SELECTED SHORT STORIES -- Sinclair Lewis--Doubleday, Doran ($2.50).

Author Sinclair Lewis, more than a little uncomfortable in the role of ranking U. S. satirist, last week flippantly introduced his Selected Short Stories, classified himself as an incurable romantic. Explaining that most of his stories had been hastily dished up, warmed over from some previous mood, Author Lewis apologized for their optimism and superficiality, admitted that he thought two or three were "fairly good," declared himself a romantic whose talent had been diverted to the paths of social satire by "some mysterious trick of destiny." Whether or not Author Lewis wrote his introduction with his tongue in his cheek, the stories that followed it, with but one shining exception, proved to be long-winded and mechanical, written according to the narrow formula of popular magazine fiction.
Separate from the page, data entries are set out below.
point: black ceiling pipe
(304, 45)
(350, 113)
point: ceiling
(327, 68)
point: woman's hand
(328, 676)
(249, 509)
Examples: P: A small boy petted a kitten, thereby causing a barber to give an executive a silly haircut, the executive to lose a job, a business to fail, a revolution to break out.

P: The fatuous mother of a child cinema star tried to team her son with a boy king, succeeded when the children ran away.

The shining exception among Author Lewis' labored tales is his brilliant The Willow Walk, a first-rate story in any company. A small-town bank teller with a talent for dramatics wanted to commit a perfect crime, and did. He constructed the myth of his twin brother, John, hermit and religious fanatic, often posed as John to get the story believed. Then he stole $97,000, put on the character and clothing of fictitious John, waited for the search to die down. For 18 months he lived and prayed and slept as John, found himself becoming John. In desperation he tried to throw off his disguise, found that his appearance had changed. He confessed, was laughed at as a madman whose brother's sins had preyed on his mind.